Resistência decepada. (Por Michel Yakini)



Ando desconfiando da minha Resistência. Minha resistência me faz ir às cadeias, aos abrigos, as escolas, me faz acreditar nas ruas, mas também me faz de extintor, que abafa o foco da explosão, e impede que a máscara do mundo seja desfacelada de vez. 


É o espelho contendo a imagem e assim continuo como sempre. Mantenho-me aqui, faço de tudo pra não me exterminar, mas fico a deus dará, contando com a sorte, torcendo pra ela não ser ingrata e não me crucificar em alguma esquina.

Minha Resistência me faz assistir de camarote, a juventude estudantil fazendo greve na bolha maior, esticando a faixa de “Maio de 68”. Maio pra mim tem cheiro de morte, gosto de cárcere. 

Aliás, a minha resistência quer me convencer que tudo começou em 60, quando a bomba explodiu na cara deles e futura geração-condomínio andou sumindo, antes de tomar o posto e se alinhar com a corja.

Sei bem, que se não sei ao certo de onde vim, é por que os meus sumiram desde o primeiro navio aportado aqui, carregado de estupro e ferocidade. 

Sei bem, que se não sei ao certo de onde vim, é por que muitos dos meus foram jogados ao mar na travessia.

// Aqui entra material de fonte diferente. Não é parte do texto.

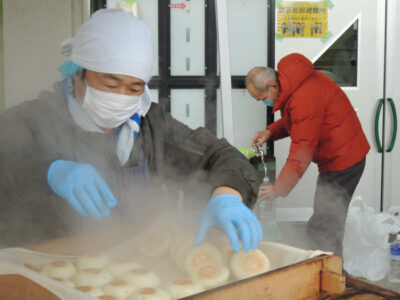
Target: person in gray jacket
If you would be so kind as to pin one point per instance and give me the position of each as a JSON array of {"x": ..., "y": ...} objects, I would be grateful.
[{"x": 67, "y": 154}]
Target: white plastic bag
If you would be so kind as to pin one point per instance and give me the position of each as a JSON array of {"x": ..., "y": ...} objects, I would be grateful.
[{"x": 365, "y": 244}]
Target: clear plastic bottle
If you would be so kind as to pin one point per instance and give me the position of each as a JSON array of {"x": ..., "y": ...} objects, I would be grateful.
[
  {"x": 394, "y": 268},
  {"x": 266, "y": 212}
]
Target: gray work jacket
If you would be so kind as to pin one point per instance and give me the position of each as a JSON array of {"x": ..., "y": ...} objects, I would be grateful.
[{"x": 37, "y": 132}]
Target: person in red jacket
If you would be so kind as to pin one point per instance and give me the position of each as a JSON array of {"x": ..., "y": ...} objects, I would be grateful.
[{"x": 324, "y": 128}]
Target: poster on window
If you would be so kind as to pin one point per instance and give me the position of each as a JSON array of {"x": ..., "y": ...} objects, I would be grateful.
[{"x": 302, "y": 19}]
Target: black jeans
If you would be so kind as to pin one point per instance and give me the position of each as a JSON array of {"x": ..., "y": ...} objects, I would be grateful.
[{"x": 325, "y": 229}]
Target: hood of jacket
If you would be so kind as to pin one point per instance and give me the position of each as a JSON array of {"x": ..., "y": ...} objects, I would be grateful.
[{"x": 293, "y": 70}]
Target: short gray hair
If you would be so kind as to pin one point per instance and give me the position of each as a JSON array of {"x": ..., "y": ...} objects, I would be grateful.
[{"x": 259, "y": 77}]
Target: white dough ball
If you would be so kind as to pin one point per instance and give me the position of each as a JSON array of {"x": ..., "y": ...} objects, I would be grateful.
[
  {"x": 67, "y": 282},
  {"x": 92, "y": 291},
  {"x": 141, "y": 278},
  {"x": 59, "y": 269},
  {"x": 205, "y": 253},
  {"x": 92, "y": 260},
  {"x": 211, "y": 275},
  {"x": 150, "y": 294},
  {"x": 92, "y": 277},
  {"x": 246, "y": 264},
  {"x": 119, "y": 267},
  {"x": 118, "y": 288}
]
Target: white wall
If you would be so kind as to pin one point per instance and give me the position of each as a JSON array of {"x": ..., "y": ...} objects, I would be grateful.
[{"x": 33, "y": 31}]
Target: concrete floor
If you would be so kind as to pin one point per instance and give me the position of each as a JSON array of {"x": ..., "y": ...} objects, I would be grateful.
[{"x": 294, "y": 234}]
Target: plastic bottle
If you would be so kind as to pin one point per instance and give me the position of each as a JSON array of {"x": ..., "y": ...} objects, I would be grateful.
[
  {"x": 266, "y": 212},
  {"x": 394, "y": 268}
]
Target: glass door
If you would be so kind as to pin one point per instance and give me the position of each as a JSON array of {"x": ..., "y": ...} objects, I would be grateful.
[
  {"x": 390, "y": 145},
  {"x": 351, "y": 53}
]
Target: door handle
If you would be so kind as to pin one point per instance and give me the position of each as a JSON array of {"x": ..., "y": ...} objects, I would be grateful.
[
  {"x": 377, "y": 115},
  {"x": 394, "y": 133}
]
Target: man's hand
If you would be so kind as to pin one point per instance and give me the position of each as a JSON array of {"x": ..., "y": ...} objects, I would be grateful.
[
  {"x": 261, "y": 137},
  {"x": 229, "y": 213},
  {"x": 266, "y": 192},
  {"x": 82, "y": 187}
]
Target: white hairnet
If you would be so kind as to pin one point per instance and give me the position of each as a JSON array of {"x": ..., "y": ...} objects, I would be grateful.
[{"x": 112, "y": 41}]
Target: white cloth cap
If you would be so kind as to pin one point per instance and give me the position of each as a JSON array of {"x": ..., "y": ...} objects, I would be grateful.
[{"x": 112, "y": 41}]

Outros se jogaram por não aceitar essa patifaria. Aquilo era um recado: Você vai aceitar isso aí? Você acredita que pode mudar essa joça? Você vai sustentar essa mentira?

A minha resistência teima em ver algum adianto nisso tudo. É mil entrando na faculdade e um trilhão sendo apagado da memória. Comemos melhor, bebemos melhor, moramos melhor, mas só nos sobra sucata, lata velha e comida enlatada goela abaixo, nos entorpecendo de esperança.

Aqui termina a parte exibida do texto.